We can map the finite subsets of the power set of $\mathbb N$ to the infinite subsets like this.
$ \{1\} \to \{1, x_{(1,1)},x_{(1,2)},x_{(1,3)}, \dots\}$
where $x_{(n,n)}$ represents a random number, where each number is greater than the number on it's left side.
Then the next sets on our list would be...
$ \{2\} \to \{2, x_{(2,1)},x_{(2,2)},x_{(2,3)}, \dots\}$
$ \{1,2\} \to \{1,2, x_{(3,1)},x_{(3,2)},x_{(3,3)}, \dots\}$
$ \{3\} \to \{3, x_{(4,1)},x_{(4,2)},x_{(4,3)}, \dots\}$
$ \{1,3\} \to \{1,3, x_{(5,1)},x_{(5,2)},x_{(5,3)}, \dots\}$
$ \{2,3\} \to \{2,3, x_{(6,1)},x_{(6,2)},x_{(6,3)}, \dots\}$
$ \{1,2,3\} \to \{1,2,3, x_{(7,1)},x_{(7,2)},x_{(7,3)}, \dots\}$
$ \{4\} \to \{4, x_{(8,1)},x_{(8,2)},x_{(8,3)}, \dots\}$
And so on forever.
It is then easy to imagine that all the finite subsets of our power set will be on the list, but will there be any infinite subsets that can't be on our list?
According to Cantor, we can diagonalize the list of infinite sets and get a set that can't be on our list.
If $1$ is in the first infinite set, then $1$ will not be in our impossible set.
If $2$ is in the second infinite set, then $2$ will not be in our impossible set.
If $3$ is in the third infinite set, then $3$ will not be in our impossible set.
And so on forever.
As an example, we can say that our impossible diagonal set will be...
$\{3,7,13,16,49,51,\dots\}$
Then, our list of infinite sets will contain a set that begins with the number 3, since our finite set $\{3\}$ is mapped to an infinite set that begins with 3.

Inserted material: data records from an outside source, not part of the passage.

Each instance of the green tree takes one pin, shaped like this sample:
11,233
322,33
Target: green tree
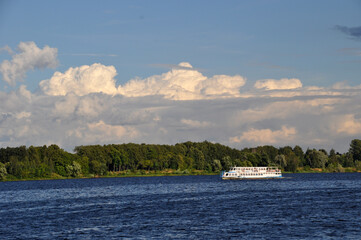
3,171
281,160
73,170
355,149
216,165
292,162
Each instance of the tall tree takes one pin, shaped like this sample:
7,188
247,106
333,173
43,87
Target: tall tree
355,149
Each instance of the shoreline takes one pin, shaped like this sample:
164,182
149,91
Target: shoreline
125,174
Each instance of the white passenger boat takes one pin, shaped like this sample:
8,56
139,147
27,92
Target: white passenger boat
252,173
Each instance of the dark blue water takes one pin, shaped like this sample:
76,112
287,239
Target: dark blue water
300,206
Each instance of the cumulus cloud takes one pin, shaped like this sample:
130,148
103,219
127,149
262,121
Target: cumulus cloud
29,57
282,84
180,83
83,105
348,125
266,136
184,83
354,32
81,81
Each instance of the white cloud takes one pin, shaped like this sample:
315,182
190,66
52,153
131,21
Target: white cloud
347,124
81,81
266,136
282,84
29,57
184,83
83,105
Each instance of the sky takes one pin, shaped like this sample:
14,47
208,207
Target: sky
239,73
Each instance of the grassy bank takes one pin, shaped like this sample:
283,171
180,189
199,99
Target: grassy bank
167,172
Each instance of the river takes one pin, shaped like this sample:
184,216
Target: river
299,206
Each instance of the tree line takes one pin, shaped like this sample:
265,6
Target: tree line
52,161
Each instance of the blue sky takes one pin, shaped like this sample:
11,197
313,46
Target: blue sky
242,73
256,39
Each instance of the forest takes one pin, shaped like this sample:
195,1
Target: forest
182,158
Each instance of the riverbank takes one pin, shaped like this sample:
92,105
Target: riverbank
167,172
119,174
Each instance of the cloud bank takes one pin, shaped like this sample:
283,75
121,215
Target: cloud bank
182,82
354,32
29,57
83,105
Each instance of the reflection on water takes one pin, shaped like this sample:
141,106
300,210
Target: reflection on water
300,206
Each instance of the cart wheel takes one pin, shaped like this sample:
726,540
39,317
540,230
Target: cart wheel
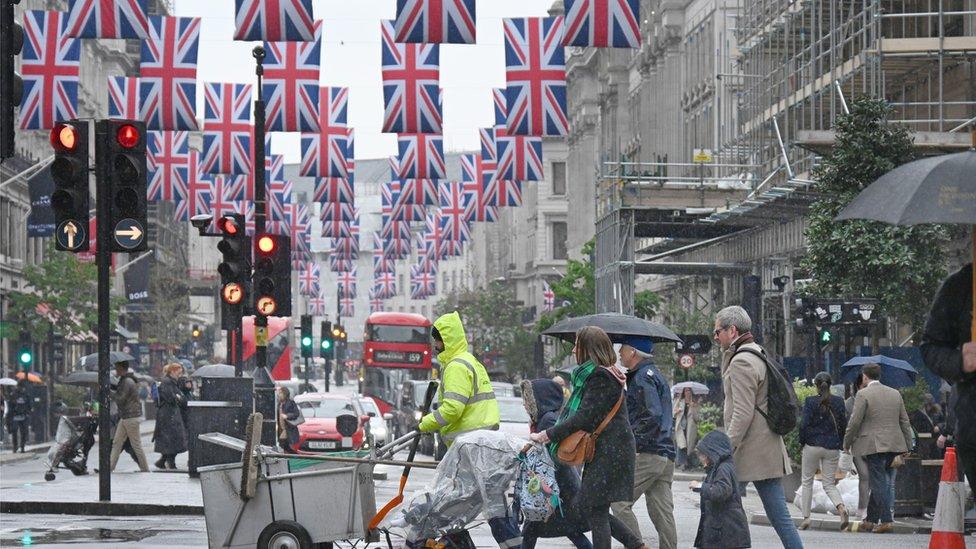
284,534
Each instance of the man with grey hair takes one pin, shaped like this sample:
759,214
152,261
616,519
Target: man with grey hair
649,413
759,454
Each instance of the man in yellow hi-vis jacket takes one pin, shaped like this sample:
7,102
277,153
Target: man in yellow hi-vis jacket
466,403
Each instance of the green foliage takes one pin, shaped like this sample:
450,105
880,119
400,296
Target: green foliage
66,290
901,266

Also, our list of infinite sets will contain a set that begins with the numbers 3,7 since our finite set $\{3,7\}$ is mapped to an infinite set that begins with 3,7.
Also, our list of infinite sets will contain a set that begins with the numbers 3,7,13 since our finite set $\{3,7,13\}$ is mapped to an infinite set that begins with 3,7,13.
Also, our list of infinite sets will contain a set that begins with the numbers 3,7,13,16 since our finite set $\{3,7,13,16\}$ is mapped to an infinite set that begins with 3,7,13,16.
And so on forever.
Then, if our impossible set is not in the list, it must contain a number that is greater than any number that appears in the finite sets. And this is impossible.
Is this diagonal set in the list or not?
The cardinality of the infinite subsets may still be greater than the finite subsets, but is diagonalization sufficient to prove it?
There's no basis for this conclusion in your arguments. You've shown that for each $n$, your list contains a set that has the same least $n$ elements as the missing set. That doesn't mean that the missing set is identical with any of these sets, or that it needs to contain any particular numbers in order to keep differing from these sets in each step.
As an example, consider that the set $\mathbb N$ itself may be missing in your list, and convince yourself that none of the sets on your list need be $\mathbb N$, despite the fact that the list contains sets with all finite prefixes of $\mathbb N$.